Report each as a raw amount of time and as a percentage of simulation time.

Program Outline

Your program's execution should follow this approach:

read and set parameters
create an empty event queue, empty ready queue, initialize stats
insert initial process creation events into event queue
while (simulation time not expired)
  take next event from event queue
  advance time to next event's timestamp
  process event (move job among queues or CPU, create new job,
                 add new events, update statistics, etc)
report statistics

Notes

You may develop your code anywhere, but make sure it works on noreaster or on a Mac.
You can run the reference solution on noreaster. It can be found in /home/cs330/cpusched, with the executable named cpusim and a few example process generation files. You should be able to run the executable, but you will not be able to copy it.

Frequently Asked Questions

Additional questions and their answers will be added here as they are asked (and answered).

Q: Does there need to be a structure to represent each CPU?
A: You don't necessarily need a data structure for the CPU, but at a minimum you'll need a place keep per-CPU stats. A struct might be appropriate there.
Q: Your sample executable does not actually stop at the specified simulation stop time. Why not?
A: The simulation can't stop at the exact time unless there happens to be an event in the event queue that will advance the global clock to precisely that time. It's up to you to decide if you want to take extra care to stop the gathering of statistics at the specified simulation stop time or at the time of the first event that happens at or after that time.
Q: If we generate our own PIDs for the "process" objects, should we use some mechanism to make them unique? If they go all the way to LONG_MAX or w/e they won't be.
A: I've never worried about running out of process ids - I use a long and just let it grow. I suppose it could go negative eventually and the program likely wouldn't care.
Q: Do you have any objection to the use of global variables to store several important things?
A: No objection to globals, and my reference solution makes use of them to avoid passing around a lot of pointers.
Q: Is it OK to use examples and code from other classes in this project?
A: Yes, with appropriate attribution.
Q: Should I use threads to represent the concurrency in the system?
A: No! This should be a single-threaded program. The concurrency is totally logical, and happens through the timestamps on the events.

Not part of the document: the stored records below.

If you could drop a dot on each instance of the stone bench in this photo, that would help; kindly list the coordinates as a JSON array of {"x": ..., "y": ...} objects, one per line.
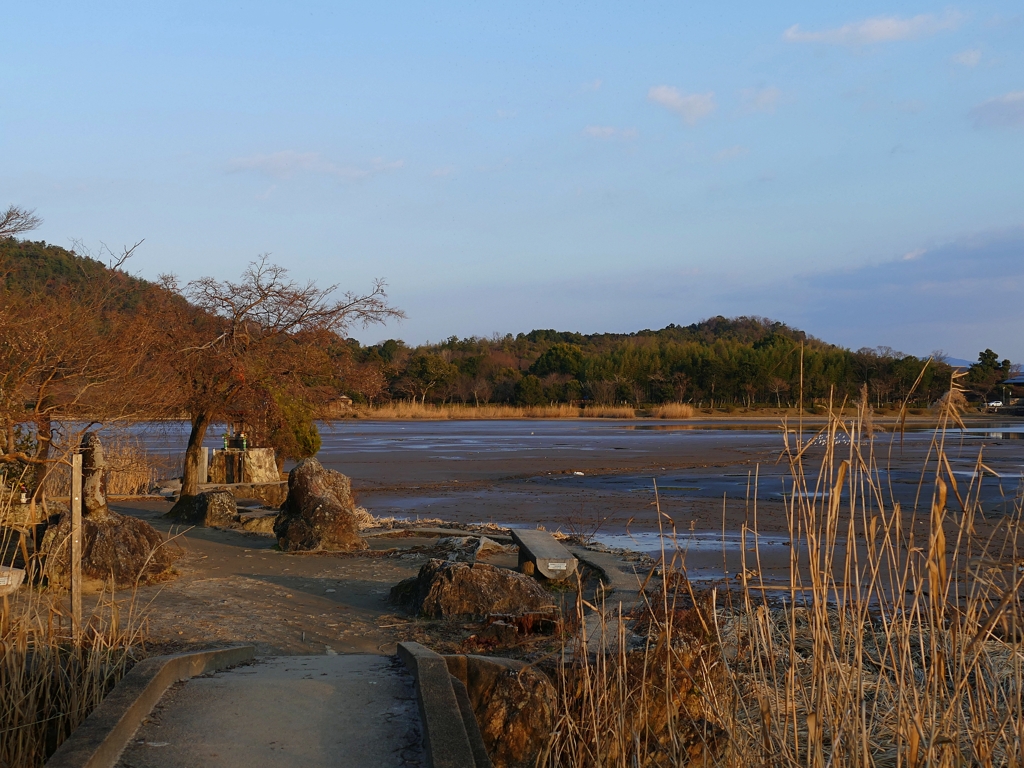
[{"x": 542, "y": 553}]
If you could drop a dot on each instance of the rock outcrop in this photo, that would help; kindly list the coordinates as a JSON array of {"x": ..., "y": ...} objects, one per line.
[
  {"x": 443, "y": 589},
  {"x": 211, "y": 508},
  {"x": 115, "y": 547},
  {"x": 318, "y": 513},
  {"x": 514, "y": 706}
]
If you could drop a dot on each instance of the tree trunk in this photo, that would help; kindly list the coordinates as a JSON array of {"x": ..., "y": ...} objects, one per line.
[{"x": 189, "y": 473}]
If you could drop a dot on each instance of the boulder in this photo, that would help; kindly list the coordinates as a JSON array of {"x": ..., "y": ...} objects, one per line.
[
  {"x": 443, "y": 590},
  {"x": 256, "y": 523},
  {"x": 211, "y": 508},
  {"x": 514, "y": 705},
  {"x": 125, "y": 550},
  {"x": 318, "y": 513}
]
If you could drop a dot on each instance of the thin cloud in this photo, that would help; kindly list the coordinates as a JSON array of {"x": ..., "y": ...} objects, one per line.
[
  {"x": 732, "y": 153},
  {"x": 289, "y": 163},
  {"x": 877, "y": 30},
  {"x": 971, "y": 57},
  {"x": 690, "y": 107},
  {"x": 1003, "y": 112},
  {"x": 761, "y": 99},
  {"x": 608, "y": 132}
]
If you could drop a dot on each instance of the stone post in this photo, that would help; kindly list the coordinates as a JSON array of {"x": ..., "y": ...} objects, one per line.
[{"x": 93, "y": 477}]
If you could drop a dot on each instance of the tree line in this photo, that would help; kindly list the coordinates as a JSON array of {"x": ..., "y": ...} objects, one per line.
[
  {"x": 719, "y": 363},
  {"x": 83, "y": 342}
]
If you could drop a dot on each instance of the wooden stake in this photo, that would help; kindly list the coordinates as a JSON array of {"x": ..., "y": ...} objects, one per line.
[{"x": 76, "y": 543}]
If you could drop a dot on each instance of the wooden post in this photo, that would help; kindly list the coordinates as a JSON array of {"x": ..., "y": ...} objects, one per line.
[{"x": 76, "y": 543}]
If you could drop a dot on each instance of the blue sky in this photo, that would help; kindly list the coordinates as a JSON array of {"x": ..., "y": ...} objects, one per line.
[{"x": 854, "y": 170}]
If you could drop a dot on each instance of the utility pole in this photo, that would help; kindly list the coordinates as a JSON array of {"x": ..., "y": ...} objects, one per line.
[{"x": 76, "y": 544}]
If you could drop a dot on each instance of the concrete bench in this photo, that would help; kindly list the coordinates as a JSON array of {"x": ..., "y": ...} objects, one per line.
[{"x": 541, "y": 552}]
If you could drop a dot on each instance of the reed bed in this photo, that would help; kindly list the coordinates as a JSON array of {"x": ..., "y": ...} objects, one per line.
[
  {"x": 902, "y": 649},
  {"x": 674, "y": 411},
  {"x": 131, "y": 470},
  {"x": 50, "y": 680},
  {"x": 414, "y": 411}
]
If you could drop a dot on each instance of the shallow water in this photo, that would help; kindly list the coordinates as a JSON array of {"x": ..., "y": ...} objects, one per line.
[{"x": 483, "y": 469}]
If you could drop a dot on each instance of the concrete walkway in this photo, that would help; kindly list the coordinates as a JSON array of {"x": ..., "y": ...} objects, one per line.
[{"x": 350, "y": 711}]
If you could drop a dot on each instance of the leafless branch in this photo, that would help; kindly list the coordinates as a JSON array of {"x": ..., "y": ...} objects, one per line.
[{"x": 16, "y": 220}]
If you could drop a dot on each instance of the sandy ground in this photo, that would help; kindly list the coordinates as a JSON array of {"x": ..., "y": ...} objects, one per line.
[
  {"x": 233, "y": 587},
  {"x": 236, "y": 587}
]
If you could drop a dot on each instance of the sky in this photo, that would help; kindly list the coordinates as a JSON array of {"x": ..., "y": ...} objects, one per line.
[{"x": 852, "y": 169}]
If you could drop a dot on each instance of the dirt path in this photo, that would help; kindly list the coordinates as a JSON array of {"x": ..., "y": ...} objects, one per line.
[
  {"x": 236, "y": 588},
  {"x": 351, "y": 711}
]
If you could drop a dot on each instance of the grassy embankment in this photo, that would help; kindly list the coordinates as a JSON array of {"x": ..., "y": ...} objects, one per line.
[
  {"x": 404, "y": 411},
  {"x": 415, "y": 411},
  {"x": 904, "y": 650},
  {"x": 52, "y": 677}
]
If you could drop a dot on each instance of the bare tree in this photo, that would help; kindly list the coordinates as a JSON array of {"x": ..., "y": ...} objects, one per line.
[
  {"x": 263, "y": 331},
  {"x": 71, "y": 353},
  {"x": 16, "y": 220}
]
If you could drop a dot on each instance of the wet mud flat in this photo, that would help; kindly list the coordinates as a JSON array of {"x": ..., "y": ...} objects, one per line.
[
  {"x": 572, "y": 475},
  {"x": 596, "y": 478}
]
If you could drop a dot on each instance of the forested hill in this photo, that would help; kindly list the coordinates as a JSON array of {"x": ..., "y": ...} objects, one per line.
[
  {"x": 37, "y": 267},
  {"x": 742, "y": 330},
  {"x": 718, "y": 361},
  {"x": 29, "y": 266}
]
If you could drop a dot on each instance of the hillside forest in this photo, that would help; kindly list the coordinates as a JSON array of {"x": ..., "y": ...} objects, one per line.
[{"x": 84, "y": 341}]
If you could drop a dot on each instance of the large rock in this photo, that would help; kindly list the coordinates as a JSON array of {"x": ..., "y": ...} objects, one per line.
[
  {"x": 318, "y": 513},
  {"x": 211, "y": 508},
  {"x": 514, "y": 705},
  {"x": 125, "y": 550},
  {"x": 461, "y": 590},
  {"x": 115, "y": 547}
]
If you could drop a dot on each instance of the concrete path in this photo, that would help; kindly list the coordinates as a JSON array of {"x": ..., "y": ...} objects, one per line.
[{"x": 354, "y": 711}]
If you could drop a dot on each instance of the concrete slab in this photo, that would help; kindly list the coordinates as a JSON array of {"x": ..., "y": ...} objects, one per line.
[
  {"x": 352, "y": 711},
  {"x": 547, "y": 554}
]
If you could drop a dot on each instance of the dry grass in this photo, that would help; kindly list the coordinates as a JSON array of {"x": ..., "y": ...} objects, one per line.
[
  {"x": 51, "y": 680},
  {"x": 50, "y": 677},
  {"x": 674, "y": 411},
  {"x": 132, "y": 470},
  {"x": 414, "y": 411},
  {"x": 903, "y": 650}
]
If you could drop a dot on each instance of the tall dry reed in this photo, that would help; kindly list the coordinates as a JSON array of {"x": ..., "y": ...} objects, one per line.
[
  {"x": 674, "y": 411},
  {"x": 51, "y": 679},
  {"x": 131, "y": 470},
  {"x": 413, "y": 411},
  {"x": 893, "y": 643}
]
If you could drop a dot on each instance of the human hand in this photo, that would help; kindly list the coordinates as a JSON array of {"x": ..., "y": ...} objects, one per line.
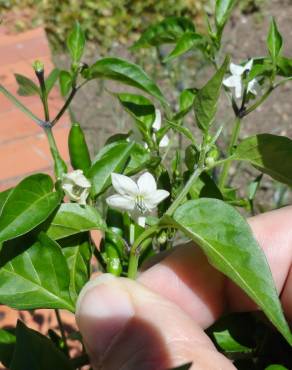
[{"x": 158, "y": 321}]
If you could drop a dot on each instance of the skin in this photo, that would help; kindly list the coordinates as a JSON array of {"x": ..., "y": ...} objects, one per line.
[{"x": 158, "y": 321}]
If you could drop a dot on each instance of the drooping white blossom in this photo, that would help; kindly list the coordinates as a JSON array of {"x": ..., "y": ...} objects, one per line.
[
  {"x": 235, "y": 80},
  {"x": 76, "y": 186},
  {"x": 139, "y": 198},
  {"x": 156, "y": 126}
]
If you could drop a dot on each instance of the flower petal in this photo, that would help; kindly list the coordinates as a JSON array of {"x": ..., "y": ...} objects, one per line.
[
  {"x": 236, "y": 69},
  {"x": 120, "y": 202},
  {"x": 124, "y": 185},
  {"x": 157, "y": 197},
  {"x": 157, "y": 122},
  {"x": 253, "y": 87},
  {"x": 146, "y": 184},
  {"x": 248, "y": 66}
]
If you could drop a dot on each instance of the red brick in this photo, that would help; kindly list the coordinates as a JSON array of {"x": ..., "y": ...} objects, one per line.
[{"x": 31, "y": 154}]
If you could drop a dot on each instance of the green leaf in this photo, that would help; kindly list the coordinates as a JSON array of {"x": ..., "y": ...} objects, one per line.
[
  {"x": 165, "y": 32},
  {"x": 274, "y": 41},
  {"x": 76, "y": 43},
  {"x": 34, "y": 277},
  {"x": 26, "y": 87},
  {"x": 65, "y": 80},
  {"x": 188, "y": 41},
  {"x": 223, "y": 11},
  {"x": 111, "y": 159},
  {"x": 19, "y": 105},
  {"x": 139, "y": 159},
  {"x": 72, "y": 218},
  {"x": 234, "y": 333},
  {"x": 206, "y": 99},
  {"x": 227, "y": 240},
  {"x": 7, "y": 344},
  {"x": 30, "y": 203},
  {"x": 126, "y": 72},
  {"x": 3, "y": 198},
  {"x": 271, "y": 154},
  {"x": 51, "y": 80},
  {"x": 34, "y": 351},
  {"x": 77, "y": 251},
  {"x": 139, "y": 107}
]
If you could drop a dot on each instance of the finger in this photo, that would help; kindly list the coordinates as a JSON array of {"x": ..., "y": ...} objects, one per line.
[
  {"x": 186, "y": 277},
  {"x": 125, "y": 326}
]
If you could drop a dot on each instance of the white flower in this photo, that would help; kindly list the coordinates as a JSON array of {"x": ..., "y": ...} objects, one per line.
[
  {"x": 141, "y": 197},
  {"x": 156, "y": 126},
  {"x": 76, "y": 186},
  {"x": 235, "y": 80}
]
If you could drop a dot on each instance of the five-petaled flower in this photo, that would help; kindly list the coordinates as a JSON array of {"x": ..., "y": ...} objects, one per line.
[
  {"x": 141, "y": 197},
  {"x": 235, "y": 80},
  {"x": 76, "y": 186}
]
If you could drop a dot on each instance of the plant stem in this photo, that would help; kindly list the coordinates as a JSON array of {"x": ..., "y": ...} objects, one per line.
[
  {"x": 62, "y": 331},
  {"x": 200, "y": 168},
  {"x": 65, "y": 106},
  {"x": 233, "y": 141},
  {"x": 143, "y": 240},
  {"x": 60, "y": 166}
]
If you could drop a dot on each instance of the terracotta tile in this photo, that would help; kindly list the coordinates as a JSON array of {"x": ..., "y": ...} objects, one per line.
[
  {"x": 16, "y": 125},
  {"x": 28, "y": 155}
]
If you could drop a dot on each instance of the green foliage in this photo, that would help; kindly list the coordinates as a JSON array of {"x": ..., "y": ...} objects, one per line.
[{"x": 46, "y": 246}]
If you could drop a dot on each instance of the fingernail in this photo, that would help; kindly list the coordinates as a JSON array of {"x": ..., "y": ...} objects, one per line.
[{"x": 103, "y": 309}]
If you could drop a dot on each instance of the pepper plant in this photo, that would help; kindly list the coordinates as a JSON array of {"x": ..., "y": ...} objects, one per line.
[{"x": 140, "y": 191}]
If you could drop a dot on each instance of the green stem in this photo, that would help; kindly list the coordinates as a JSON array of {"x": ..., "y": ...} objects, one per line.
[
  {"x": 62, "y": 331},
  {"x": 233, "y": 141},
  {"x": 139, "y": 245},
  {"x": 65, "y": 106},
  {"x": 60, "y": 166},
  {"x": 258, "y": 103},
  {"x": 200, "y": 168}
]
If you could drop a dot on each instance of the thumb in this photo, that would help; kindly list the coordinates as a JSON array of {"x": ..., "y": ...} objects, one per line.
[{"x": 126, "y": 326}]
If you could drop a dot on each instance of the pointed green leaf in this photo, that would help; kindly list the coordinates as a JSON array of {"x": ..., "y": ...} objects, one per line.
[
  {"x": 65, "y": 80},
  {"x": 125, "y": 72},
  {"x": 206, "y": 99},
  {"x": 111, "y": 159},
  {"x": 188, "y": 41},
  {"x": 139, "y": 107},
  {"x": 228, "y": 242},
  {"x": 34, "y": 277},
  {"x": 271, "y": 154},
  {"x": 30, "y": 203},
  {"x": 76, "y": 43},
  {"x": 34, "y": 351},
  {"x": 3, "y": 198},
  {"x": 222, "y": 12},
  {"x": 77, "y": 251},
  {"x": 167, "y": 31},
  {"x": 7, "y": 344},
  {"x": 71, "y": 218},
  {"x": 26, "y": 87},
  {"x": 51, "y": 80},
  {"x": 274, "y": 41}
]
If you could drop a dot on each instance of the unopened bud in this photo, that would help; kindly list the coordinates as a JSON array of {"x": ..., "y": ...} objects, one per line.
[{"x": 38, "y": 66}]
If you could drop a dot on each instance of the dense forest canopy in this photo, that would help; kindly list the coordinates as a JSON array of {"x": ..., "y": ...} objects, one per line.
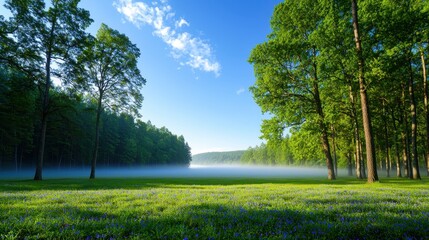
[
  {"x": 345, "y": 81},
  {"x": 92, "y": 116},
  {"x": 210, "y": 158}
]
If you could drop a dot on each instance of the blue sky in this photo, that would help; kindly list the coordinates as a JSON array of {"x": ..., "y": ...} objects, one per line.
[{"x": 194, "y": 57}]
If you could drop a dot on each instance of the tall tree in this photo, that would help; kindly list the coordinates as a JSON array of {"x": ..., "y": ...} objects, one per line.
[
  {"x": 108, "y": 71},
  {"x": 366, "y": 118},
  {"x": 287, "y": 71},
  {"x": 52, "y": 34}
]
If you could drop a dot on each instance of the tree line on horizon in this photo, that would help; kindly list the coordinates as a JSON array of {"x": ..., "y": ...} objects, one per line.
[
  {"x": 92, "y": 116},
  {"x": 345, "y": 81}
]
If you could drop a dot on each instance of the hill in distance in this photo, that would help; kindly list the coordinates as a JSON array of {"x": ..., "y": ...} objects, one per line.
[{"x": 217, "y": 158}]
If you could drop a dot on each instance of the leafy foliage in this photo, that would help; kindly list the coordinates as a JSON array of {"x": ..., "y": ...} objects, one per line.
[{"x": 209, "y": 158}]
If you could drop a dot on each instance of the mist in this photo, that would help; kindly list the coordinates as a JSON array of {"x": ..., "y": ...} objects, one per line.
[{"x": 194, "y": 171}]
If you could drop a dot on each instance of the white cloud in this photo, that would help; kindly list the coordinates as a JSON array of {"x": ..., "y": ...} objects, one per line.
[
  {"x": 189, "y": 50},
  {"x": 240, "y": 91},
  {"x": 182, "y": 22}
]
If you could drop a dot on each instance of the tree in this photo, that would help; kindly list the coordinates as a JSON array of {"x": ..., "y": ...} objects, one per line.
[
  {"x": 288, "y": 79},
  {"x": 48, "y": 35},
  {"x": 366, "y": 118},
  {"x": 108, "y": 71}
]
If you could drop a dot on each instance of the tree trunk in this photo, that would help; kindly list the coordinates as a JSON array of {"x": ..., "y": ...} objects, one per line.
[
  {"x": 366, "y": 118},
  {"x": 426, "y": 108},
  {"x": 355, "y": 125},
  {"x": 415, "y": 159},
  {"x": 324, "y": 132},
  {"x": 97, "y": 138},
  {"x": 386, "y": 136},
  {"x": 398, "y": 158},
  {"x": 334, "y": 150},
  {"x": 45, "y": 101},
  {"x": 349, "y": 164}
]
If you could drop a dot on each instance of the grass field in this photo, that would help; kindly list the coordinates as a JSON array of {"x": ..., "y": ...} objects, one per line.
[{"x": 184, "y": 208}]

Simulator Submission and Evaluation

Make sure that all group members' names appear in all files. Evidence of significant contributions for all group members should be included in commit messages.

By 11:59 PM, Thursday, September 29, 2022, commit and push your documented source code, with a brief entry in the README.md file that describes how to build and run your simulator. Include a Makefile or an appropriate equivalent to allow easy compilation.

Correctness, design, documentation, style, and efficiency will be considered when assigning a grade. All files should compile without warnings when using gcc's -Wall option, or the equivalent in the implementation language.

Grading

This assignment will be graded out of 75 points.

Feature	Value	Score
`Makefile`, build instructions, `README`	2
`-h` (help output)	1
Command-line parameter parsing	3
Basic DES setup: event queue-based processing	10
Process generation file	5
CPU Scheduling simulation correctness	25
Gathering and reporting of statistics	15
Design and Style	5
Documentation	7
Simulation efficiency	2
Total	75